Fahnentransitive Automorphismengruppen von Blockplänen. (Flag transitive automorphism groups of block designs.) (Q1065354)

The following theorem is the main result of the paper. Theorem 1. Let \({\mathcal B}\) be a block design on a set X with \(\lambda =1\) and G a flag transitive group of automorphisms of \({\mathcal B}\) such that each two point stabilizer \(G_{rs}\) acts trivially on the unique block determined by r and s. Let \(x\in X\) and let A be a nontrivial normal p-subgroup of \(G_ x.\) Then each one point stabilizer \(G_ r\) contains exactly one conjugate \(A^ r\) of A and the family of fixed point sets \(\{Fix(A^ r\cap G_ s)| \quad r,s\in X,\quad r\neq s\}\) forms a block design on X on which G acts as a group of automorphisms.
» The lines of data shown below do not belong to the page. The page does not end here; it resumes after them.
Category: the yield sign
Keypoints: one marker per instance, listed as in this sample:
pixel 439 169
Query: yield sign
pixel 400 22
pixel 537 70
Theorem 1 is needed to prove the following result. Theorem 2. Let X and G as in Theorem 1. Let \(x\in X\) and suppose that \(G_ x\) has an abelian normal subgroup which is not semiregular on X- \(\{\) \(x\}\). Then for some integer \(n\geq 3\) and some prime power q, we have \(PSL(n,q)\leq G\leq P\Gamma L(n,q).\) Theorem 2 generalizes Theorem A of the paper of \textit{M. O'Nan} in Math. Z. 127, 301-314 (1972; Zbl 0258.20003).